<H1> Chat with GitHub
<h5> Adapted from https://dagster.io/blog/chatgpt-langchain

## Setup

### OpenAI Key

In [1]:
# Import os to get the environment variables
import os

# Gives access to OpenAI API key as a variable without exposing it to the public
from config import OPENAI_API_KEY

### We need a function that’ll check out the latest copy of a GitHub repo, crawl it for markdown files, and return some LangChain Documents

<h5>This does a handful of things:</h5>

* It checks out the latest commit of the desired GitHub repo into a temporary directory.
* It fetches the git sha (used for constructing links, which the model will use in its sources list).
* It craws over every markdown file (.md or .mdx) in the repo.
* It constructs a URL to the markdown file on GitHub, reads the file from disk, and returns a Document

In [2]:
import shutil
import errno
import stat

def handle_remove_readonly(func, path, exc):
    excvalue = exc[1]
    if func in (os.rmdir, os.unlink, os.remove) and excvalue.errno == errno.EACCES:
        os.chmod(path, stat.S_IRWXU | stat.S_IRWXG | stat.S_IRWXO)
        try:
            func(path)
        except FileNotFoundError:
            pass
    else:
        raise


        
import nbformat
from nbconvert import MarkdownExporter

def get_github_docs(repo_owner, repo_name):
    d = "C:\\temp_langchain"
    if os.path.exists(d):
        shutil.rmtree(d)
    os.makedirs(d)
    try:
        result = subprocess.run(
            f"git clone --depth 1 https://github.com/{repo_owner}/{repo_name}.git .",
            cwd=d,
            shell=True,
            stdout=subprocess.PIPE,
            stderr=subprocess.PIPE,
        )

        if result.returncode != 0:
            print(f"Error: {result.stderr.decode('utf-8')}")
            raise CalledProcessError(result.returncode, result.args)

        git_sha = (
            subprocess.check_output("git rev-parse HEAD", shell=True, cwd=d)
            .decode("utf-8")
            .strip()
        )
        repo_path = pathlib.Path(d)
        document_files = list(repo_path.glob("*/*.md")) + list(repo_path.glob("*/*.mdx")) + list(repo_path.glob("*/*.ipynb"))
        
        for document_file in document_files:
            if document_file.exists():
                try:
                    relative_path = document_file.relative_to(repo_path)
                    github_url = f"https://github.com/{repo_owner}/{repo_name}/blob/{git_sha}/{relative_path}"
                    
                    if document_file.suffix == ".ipynb":
                        with open(document_file, "r", encoding="utf-8") as f:
                            notebook = nbformat.reads(f.read(), as_version=4)
                            markdown_exporter = MarkdownExporter()
                            markdown_content, _ = markdown_exporter.from_notebook_node(notebook)
                            yield Document(page_content=markdown_content, metadata={"source": github_url})
                    else:
                        with open(document_file, "r", encoding="utf-8") as f:
                            yield Document(page_content=f.read(), metadata={"source": github_url})
                except UnicodeDecodeError as e:
                    print(f"Error decoding file {document_file}: {e}")
    finally:
        shutil.rmtree(d, onerror=handle_remove_readonly)

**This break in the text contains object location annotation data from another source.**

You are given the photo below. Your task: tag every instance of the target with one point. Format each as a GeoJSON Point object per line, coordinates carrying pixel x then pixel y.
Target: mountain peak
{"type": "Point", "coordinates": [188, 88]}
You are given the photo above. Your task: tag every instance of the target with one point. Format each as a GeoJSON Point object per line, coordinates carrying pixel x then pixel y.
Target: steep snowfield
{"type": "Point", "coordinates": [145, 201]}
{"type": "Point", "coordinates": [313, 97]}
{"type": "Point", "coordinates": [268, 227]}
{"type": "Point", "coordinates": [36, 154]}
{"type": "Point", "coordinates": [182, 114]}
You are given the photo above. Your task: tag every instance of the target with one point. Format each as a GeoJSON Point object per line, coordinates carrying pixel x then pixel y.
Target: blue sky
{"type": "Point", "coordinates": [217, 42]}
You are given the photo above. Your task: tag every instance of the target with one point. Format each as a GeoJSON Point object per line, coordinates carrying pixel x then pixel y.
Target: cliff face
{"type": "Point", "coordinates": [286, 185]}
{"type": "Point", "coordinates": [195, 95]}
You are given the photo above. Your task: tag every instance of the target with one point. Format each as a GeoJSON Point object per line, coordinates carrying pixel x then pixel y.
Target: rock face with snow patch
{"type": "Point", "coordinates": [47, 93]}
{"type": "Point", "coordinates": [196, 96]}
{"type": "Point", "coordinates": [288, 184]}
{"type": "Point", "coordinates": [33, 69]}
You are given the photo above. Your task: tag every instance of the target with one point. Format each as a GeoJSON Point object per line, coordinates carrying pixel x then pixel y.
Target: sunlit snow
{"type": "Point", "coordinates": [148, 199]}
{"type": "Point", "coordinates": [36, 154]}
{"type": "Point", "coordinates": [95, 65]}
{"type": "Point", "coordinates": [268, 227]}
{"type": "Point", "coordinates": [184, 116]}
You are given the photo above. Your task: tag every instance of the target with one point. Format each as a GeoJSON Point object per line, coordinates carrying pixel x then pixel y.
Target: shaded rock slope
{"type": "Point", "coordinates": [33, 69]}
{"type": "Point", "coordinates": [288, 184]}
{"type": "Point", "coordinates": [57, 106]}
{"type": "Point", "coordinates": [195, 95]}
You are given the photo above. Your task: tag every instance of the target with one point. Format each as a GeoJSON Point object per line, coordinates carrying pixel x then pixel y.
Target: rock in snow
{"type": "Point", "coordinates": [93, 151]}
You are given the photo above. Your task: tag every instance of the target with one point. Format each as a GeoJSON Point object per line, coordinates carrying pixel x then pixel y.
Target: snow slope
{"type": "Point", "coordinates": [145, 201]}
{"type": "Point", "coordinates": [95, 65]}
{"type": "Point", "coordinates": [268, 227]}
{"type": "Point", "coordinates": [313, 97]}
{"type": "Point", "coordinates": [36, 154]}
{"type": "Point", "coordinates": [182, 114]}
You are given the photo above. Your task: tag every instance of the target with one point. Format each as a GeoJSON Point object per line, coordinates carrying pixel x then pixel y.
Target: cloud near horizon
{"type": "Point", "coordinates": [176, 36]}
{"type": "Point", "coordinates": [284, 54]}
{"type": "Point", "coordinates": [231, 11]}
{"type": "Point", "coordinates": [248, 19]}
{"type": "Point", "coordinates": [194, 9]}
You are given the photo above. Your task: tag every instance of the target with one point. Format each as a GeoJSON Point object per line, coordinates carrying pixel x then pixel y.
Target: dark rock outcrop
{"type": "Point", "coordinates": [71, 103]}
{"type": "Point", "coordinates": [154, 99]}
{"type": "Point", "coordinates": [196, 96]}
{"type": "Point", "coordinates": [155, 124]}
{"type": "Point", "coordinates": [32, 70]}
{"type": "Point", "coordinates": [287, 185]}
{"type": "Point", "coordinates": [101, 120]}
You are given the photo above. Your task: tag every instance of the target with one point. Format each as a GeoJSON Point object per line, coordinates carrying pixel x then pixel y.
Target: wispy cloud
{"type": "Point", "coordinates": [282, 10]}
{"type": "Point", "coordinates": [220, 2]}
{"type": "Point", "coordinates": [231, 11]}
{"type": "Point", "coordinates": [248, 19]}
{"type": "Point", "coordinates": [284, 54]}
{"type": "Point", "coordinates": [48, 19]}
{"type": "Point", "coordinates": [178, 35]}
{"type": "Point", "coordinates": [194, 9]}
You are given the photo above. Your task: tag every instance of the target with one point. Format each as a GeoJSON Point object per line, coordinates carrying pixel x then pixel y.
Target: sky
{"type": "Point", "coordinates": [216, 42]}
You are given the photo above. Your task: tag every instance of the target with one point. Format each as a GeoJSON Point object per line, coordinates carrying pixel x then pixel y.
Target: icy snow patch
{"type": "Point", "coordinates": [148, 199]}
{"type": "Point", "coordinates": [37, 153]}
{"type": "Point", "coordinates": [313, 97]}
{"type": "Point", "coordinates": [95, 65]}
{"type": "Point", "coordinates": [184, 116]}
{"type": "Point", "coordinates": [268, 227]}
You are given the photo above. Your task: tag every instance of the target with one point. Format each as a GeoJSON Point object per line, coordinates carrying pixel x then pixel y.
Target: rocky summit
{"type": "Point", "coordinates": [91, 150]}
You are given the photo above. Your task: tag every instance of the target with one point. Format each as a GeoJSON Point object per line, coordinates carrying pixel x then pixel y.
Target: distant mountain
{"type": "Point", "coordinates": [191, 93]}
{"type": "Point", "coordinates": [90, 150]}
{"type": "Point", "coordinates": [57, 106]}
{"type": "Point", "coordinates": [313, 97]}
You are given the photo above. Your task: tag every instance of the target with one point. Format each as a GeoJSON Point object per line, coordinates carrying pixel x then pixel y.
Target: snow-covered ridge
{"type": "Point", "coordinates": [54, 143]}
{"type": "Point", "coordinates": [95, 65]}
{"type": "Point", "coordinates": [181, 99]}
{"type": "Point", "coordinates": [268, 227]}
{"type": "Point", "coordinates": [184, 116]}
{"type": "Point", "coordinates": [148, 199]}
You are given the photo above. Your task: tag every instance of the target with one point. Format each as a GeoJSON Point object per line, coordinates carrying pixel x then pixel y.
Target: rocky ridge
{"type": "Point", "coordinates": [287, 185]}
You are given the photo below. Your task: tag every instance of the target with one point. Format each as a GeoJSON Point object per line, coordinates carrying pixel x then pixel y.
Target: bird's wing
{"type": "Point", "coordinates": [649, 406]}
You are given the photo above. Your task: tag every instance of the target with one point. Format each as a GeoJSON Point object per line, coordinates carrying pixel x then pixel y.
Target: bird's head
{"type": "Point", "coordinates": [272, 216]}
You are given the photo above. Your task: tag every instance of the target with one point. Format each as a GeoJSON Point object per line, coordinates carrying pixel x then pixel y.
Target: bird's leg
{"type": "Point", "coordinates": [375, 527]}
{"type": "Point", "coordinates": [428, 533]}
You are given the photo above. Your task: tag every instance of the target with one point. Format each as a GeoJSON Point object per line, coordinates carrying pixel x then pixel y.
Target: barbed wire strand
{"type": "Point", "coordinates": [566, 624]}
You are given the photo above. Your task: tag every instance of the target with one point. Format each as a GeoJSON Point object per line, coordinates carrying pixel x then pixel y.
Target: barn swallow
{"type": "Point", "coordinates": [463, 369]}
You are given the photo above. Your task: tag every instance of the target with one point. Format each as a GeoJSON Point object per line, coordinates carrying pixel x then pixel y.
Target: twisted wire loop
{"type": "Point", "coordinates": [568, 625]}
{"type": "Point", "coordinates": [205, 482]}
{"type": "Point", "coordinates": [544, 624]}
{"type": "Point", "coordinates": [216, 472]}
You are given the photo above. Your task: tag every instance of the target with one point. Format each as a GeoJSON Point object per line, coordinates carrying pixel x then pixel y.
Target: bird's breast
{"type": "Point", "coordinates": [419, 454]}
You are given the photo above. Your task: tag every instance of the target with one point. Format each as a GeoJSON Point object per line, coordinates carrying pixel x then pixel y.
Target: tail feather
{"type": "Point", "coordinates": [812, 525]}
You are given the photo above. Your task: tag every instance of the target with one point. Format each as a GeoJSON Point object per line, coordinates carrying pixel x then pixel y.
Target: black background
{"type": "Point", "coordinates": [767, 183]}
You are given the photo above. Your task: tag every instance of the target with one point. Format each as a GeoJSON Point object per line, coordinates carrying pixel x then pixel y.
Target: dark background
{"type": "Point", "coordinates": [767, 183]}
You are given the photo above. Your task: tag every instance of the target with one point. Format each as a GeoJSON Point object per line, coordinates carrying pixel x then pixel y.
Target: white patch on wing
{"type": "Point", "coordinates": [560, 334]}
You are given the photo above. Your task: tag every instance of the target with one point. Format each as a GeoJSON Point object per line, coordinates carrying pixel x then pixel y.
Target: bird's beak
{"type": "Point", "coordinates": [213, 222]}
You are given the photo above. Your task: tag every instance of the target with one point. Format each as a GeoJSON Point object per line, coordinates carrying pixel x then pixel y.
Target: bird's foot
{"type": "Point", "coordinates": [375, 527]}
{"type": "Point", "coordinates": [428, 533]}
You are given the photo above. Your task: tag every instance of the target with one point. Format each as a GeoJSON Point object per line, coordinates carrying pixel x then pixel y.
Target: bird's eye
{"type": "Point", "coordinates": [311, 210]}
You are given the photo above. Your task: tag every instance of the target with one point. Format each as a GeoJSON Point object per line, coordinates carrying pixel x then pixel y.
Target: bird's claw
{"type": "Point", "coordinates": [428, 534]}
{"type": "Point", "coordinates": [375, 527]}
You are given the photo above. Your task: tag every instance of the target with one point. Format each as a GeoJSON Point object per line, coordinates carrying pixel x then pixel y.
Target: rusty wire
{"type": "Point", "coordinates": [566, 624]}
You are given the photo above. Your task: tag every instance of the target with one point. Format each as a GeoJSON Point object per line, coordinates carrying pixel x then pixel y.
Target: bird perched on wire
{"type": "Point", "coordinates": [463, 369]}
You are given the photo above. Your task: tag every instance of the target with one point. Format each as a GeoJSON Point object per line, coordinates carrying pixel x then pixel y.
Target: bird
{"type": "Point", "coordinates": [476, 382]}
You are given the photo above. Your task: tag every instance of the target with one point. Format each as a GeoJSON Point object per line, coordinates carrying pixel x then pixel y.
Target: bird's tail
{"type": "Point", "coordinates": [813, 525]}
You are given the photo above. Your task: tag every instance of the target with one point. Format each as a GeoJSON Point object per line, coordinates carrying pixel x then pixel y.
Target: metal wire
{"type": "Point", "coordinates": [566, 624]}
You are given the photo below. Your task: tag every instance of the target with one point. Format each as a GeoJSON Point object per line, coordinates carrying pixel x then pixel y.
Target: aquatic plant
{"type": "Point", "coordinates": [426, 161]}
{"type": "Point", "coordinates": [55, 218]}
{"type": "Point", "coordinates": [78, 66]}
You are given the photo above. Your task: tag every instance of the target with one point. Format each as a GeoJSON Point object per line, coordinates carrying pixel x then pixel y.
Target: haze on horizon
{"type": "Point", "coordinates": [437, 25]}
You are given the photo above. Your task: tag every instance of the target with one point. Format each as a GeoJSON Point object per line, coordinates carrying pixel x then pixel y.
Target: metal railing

### Next, let’s set up a corpus of sources that the bot will be consulting:

In [3]:
def get_multiple_github_docs(repo_list):
    for repo_owner, repo_name in repo_list:
        yield from get_github_docs(repo_owner, repo_name)

repo_list = [
    ("hwchase17", "langchain"),
    ("hwchase17", "langchain-hub"),
    ("gkamradt", "langchain-tutorials"),
    # Add more repositories here
]

sources = get_multiple_github_docs(repo_list)


### Let’s create a Faiss search index for all of our sources. Fortunately LangChain includes a helper class that makes this a one-liner.

<h5>This code does three things:</h5.>

* It creates a Faiss in-memory index.
* It uses the OpenAI API to create embeddings (i.e. a feature vector) for each source to make it easily searchable. You could use other embeddings if you want, but OpenAI produces high quality ones for this application.
* It adds every source to the index.

Let’s iterate through our list of sources and create a new list called source_chunks, which will be used by the Faiss index in lieu of the full documents:
There are a few things to note here:
* We’ve configured the CharacterTextSplitter to create chunks of a maximum size of 1024 characters with no overlap. Additionally, they split on whitespace boundaries. There are other more intelligent splitters included with LangChain that leverage libraries like NLTK and spaCy, but for this example we’ll go with the simplest option.
* All chunks in a document share the same metadata.

In [4]:
from langchain.text_splitter import CharacterTextSplitter
import numpy as np
from langchain.docstore.document import Document
from langchain.embeddings.openai import OpenAIEmbeddings
from langchain.vectorstores import FAISS
import subprocess
import pathlib

source_chunks = []
splitter = CharacterTextSplitter(separator=" ", chunk_size=1024, chunk_overlap=32)

for source in sources:
    for chunk in splitter.split_text(source.page_content):
        source_chunks.append(Document(page_content=chunk, metadata=source.metadata))

embeddings = OpenAIEmbeddings(openai_api_key=OPENAI_API_KEY)

search_index = FAISS.from_documents(source_chunks, embeddings)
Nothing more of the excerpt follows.